Accord de paix RDC-Rwanda : Julien Paluku réplique vivement à Olivier Nduhungirehe sur la question des FDLR

Le ton s’est encore sensiblement intensifié dans le débat sécuritaire qui oppose la République Démocratique du Congo (RDC) au Rwanda concernant la présence des Forces démocratiques de libération du Rwanda (FDLR) dans l’Est du pays. Julien Paluku, ancien gouverneur du Nord-Kivu et actuel ministre de commerce extérieur, a répondu avec force aux propos tenus par son homologue rwandais, Olivier Nduhungirehe, sur la question de ces groupes rebelles installés dans l’est congolais.

Dans sa réplique, Paluku a décrit la rhétorique de Kigali comme « une vieille narration de 30 ans qui a aveuglé le monde », affirmant que cette histoire est déformée et utilisée pour masquer la véritable réalité de la présence des FDLR en RDC.

Une présence historique revendiquée mais contestée

Selon le Ministre Julien Paluku, la majorité des FDLR seraient concentrés dans la région de l’Est de la RDC depuis 1998, période durant laquelle ces groupes sont accusés d’avoir participé (ou d’être liés) à des violences dans la région. Il précise : « Sur ces 30 années, les FDLR ont occupé l’Est de la RDC principalement pendant 8 ans de 1998 à 2003 (5 ans), puis de 2022 à 2025 (actuellement, soit 3 ans). Seuls, les Rwandais y seraient présents ou y ont été. »

Il fait référence à la « majorité » de ces combattants comme étant « recyclés » par le régime de Kigali, citant à cet effet plusieurs rapports des experts de l’ONU soulignant qu’il ne resterait plus qu’un millier de combattants, démontrant l’affaiblissement de ces groupes.

Une lutte contre la stigmatisation et la désinformation

L’ancien gouverneur du Nord-Kivu Julien Paluku accuse Kigali d’avoir une stratégie de dissimulation et de manipulation : « En témoigne tous les rapports de l’ONU, qui indiquent qu’il ne reste qu’un millier de FDLR recyclés par le régime de Kigali. » Il dénonce également « la rhétorique de la haine tribale et la stigmatisation » qui selon lui, tentent de justifier une intervention sur le territoire congolais sous des prétextes fallacieux.

Le ministre estime que la guerre contre la propagande doit continuer : « Déconstruire un mensonge inoculé comme du venin depuis 30 ans est un travail de longue haleine. » Et d’ajouter : « Nous, acteurs de terrain, avons tout expliqué au monde entier : la réalité des FDLR, leur origine, leur position. »

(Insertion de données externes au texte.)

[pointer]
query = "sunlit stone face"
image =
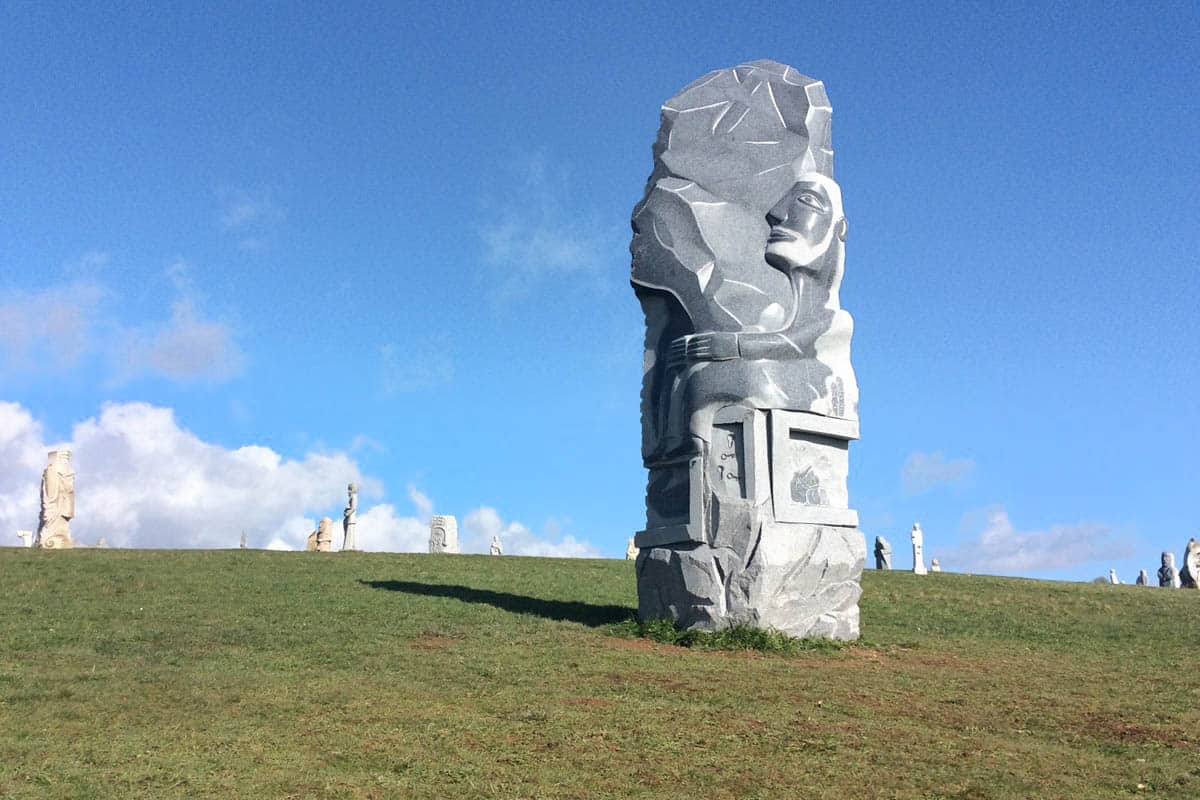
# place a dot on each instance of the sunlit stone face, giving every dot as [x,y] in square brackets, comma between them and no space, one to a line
[802,223]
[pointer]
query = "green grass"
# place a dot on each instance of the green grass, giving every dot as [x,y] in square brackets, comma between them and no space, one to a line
[252,674]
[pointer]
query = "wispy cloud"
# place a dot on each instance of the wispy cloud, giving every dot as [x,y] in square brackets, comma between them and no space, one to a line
[79,322]
[415,365]
[53,328]
[924,471]
[253,217]
[1000,547]
[540,230]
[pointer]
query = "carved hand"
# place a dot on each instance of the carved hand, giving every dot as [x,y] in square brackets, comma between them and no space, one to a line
[703,347]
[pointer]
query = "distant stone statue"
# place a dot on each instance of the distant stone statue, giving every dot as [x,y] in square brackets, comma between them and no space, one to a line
[58,503]
[1189,575]
[1168,576]
[349,518]
[443,534]
[882,553]
[918,549]
[325,535]
[749,401]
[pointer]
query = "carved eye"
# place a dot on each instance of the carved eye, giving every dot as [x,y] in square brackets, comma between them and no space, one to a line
[811,199]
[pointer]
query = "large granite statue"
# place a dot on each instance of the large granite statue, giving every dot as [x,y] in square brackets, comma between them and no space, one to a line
[1168,576]
[1189,573]
[351,518]
[882,553]
[737,262]
[58,503]
[443,534]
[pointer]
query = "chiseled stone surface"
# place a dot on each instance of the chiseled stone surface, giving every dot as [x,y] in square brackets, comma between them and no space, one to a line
[443,534]
[325,535]
[1168,576]
[749,401]
[1189,575]
[349,518]
[918,549]
[58,503]
[882,553]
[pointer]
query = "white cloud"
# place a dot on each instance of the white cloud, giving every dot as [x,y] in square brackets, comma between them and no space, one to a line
[485,522]
[423,503]
[924,471]
[252,217]
[71,324]
[187,347]
[418,365]
[49,328]
[1001,548]
[537,230]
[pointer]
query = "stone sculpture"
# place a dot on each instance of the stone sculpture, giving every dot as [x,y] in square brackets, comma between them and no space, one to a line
[1189,575]
[58,503]
[443,534]
[882,553]
[351,518]
[325,535]
[631,549]
[1168,576]
[737,263]
[918,549]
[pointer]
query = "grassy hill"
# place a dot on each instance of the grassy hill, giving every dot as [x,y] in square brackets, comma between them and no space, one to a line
[255,674]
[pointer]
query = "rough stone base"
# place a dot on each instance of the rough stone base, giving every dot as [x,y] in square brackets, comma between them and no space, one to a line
[801,579]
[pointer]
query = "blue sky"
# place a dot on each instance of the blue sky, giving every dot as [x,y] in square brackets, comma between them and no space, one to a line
[249,254]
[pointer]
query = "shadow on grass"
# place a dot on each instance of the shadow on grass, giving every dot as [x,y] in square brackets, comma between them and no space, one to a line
[562,609]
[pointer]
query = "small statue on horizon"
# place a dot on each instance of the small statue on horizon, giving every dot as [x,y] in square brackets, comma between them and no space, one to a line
[1168,576]
[882,553]
[349,518]
[1189,575]
[918,549]
[58,503]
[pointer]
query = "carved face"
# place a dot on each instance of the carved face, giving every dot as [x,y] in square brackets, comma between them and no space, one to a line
[804,222]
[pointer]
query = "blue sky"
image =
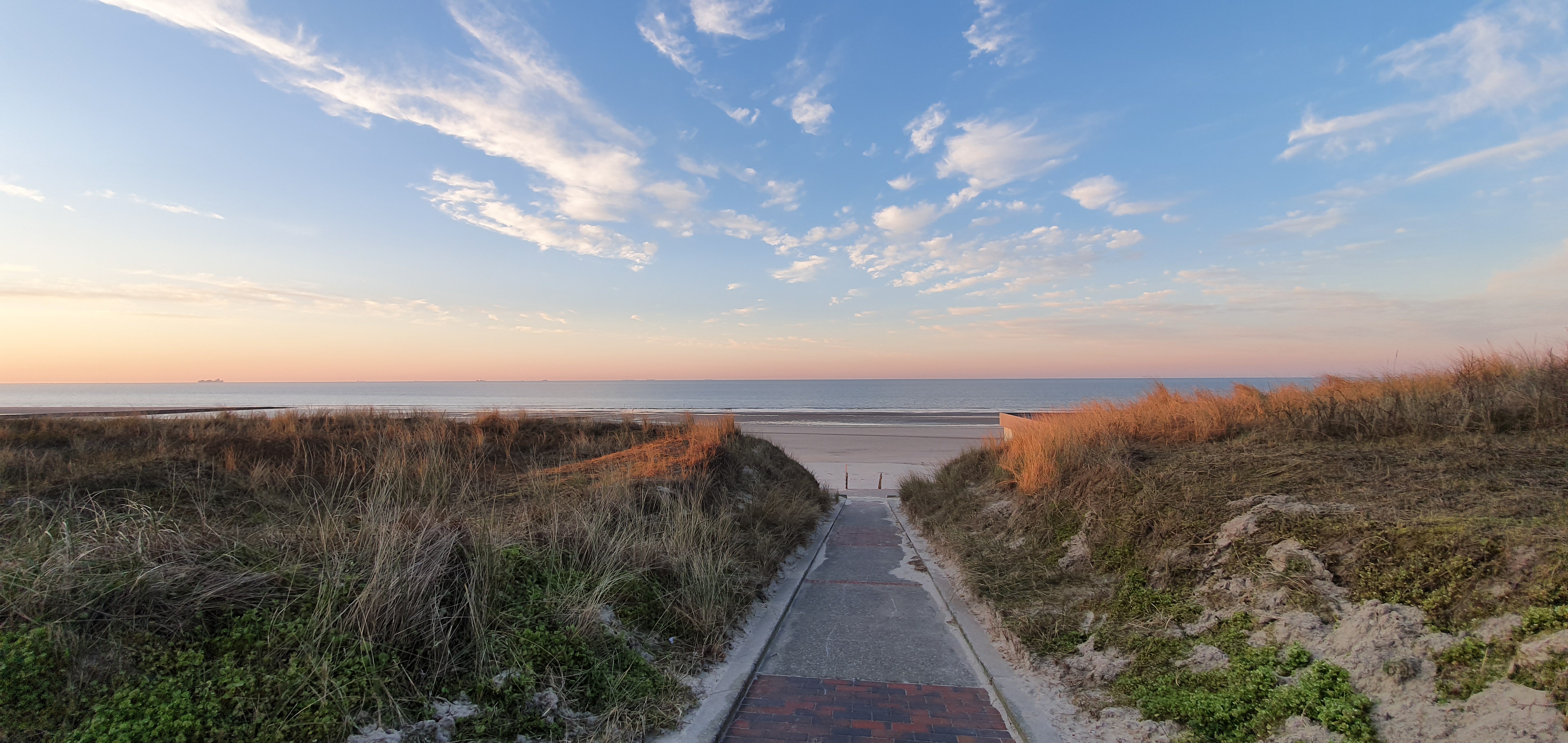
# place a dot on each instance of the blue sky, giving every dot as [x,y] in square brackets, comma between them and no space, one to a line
[752,189]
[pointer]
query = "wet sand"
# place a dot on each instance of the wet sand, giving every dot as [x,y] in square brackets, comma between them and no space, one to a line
[874,447]
[871,452]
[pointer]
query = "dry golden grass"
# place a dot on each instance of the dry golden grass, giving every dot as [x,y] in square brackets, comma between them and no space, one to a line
[1479,394]
[1446,490]
[678,455]
[391,560]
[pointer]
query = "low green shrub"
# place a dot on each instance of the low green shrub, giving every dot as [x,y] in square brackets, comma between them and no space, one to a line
[32,682]
[1545,620]
[1254,695]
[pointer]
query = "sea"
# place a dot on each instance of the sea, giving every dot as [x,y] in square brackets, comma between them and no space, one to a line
[803,402]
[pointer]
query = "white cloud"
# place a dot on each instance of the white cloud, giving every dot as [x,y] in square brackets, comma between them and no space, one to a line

Une critique acerbe du rôle de Kigali

Paluku ne mâche pas ses mots en dénonçant un « plan conçu dans ses laboratoires » par Kigali, pour détruire la stabilité en RDC et « détruire à petit feu l’espoir des générations ». Il invite à la vigilance, notamment contre ceux qui, selon lui, « se laissent rouler » par Kigali, affirmant que seuls les « Congolais distraits » peuvent encore tomber dans le piège.

Le ministre appelle ses compatriotes à rester vigilants « face à cette lutte menée sur plusieurs fronts » et à continuer à dénoncer la stratégie de déstabilisation menée par le régime rwandais.

Une crise qui reste sensible

Ce bras de fer verbal témoigne de la tension permanente entre Kinshasa et Kigali, qui s’accusent mutuellement d’ingérence, de soutien aux groupes armés, et de destabilisation. La RDC exige le retrait des FDLR de son territoire, tout en dénonçant une ingérence rwandaise directe. De leur côté, Kigali accuse Kinshasa de favoriser ou de laisser agir les groupes rebelles congolais, notamment ceux qui mènent des attaques en territoire rwandais.

L’avenir de cette crise sécuritaire en RDC demeure incertain, mais il est clair que la réponse de Kinshasa, incarnée par Julien Paluku, se veut ferme et déterminée à démentir la version officielle rwandaise, tout en affirmant sa volonté de défendre la souveraineté nationale face aux accusations et tentatives de manipulation.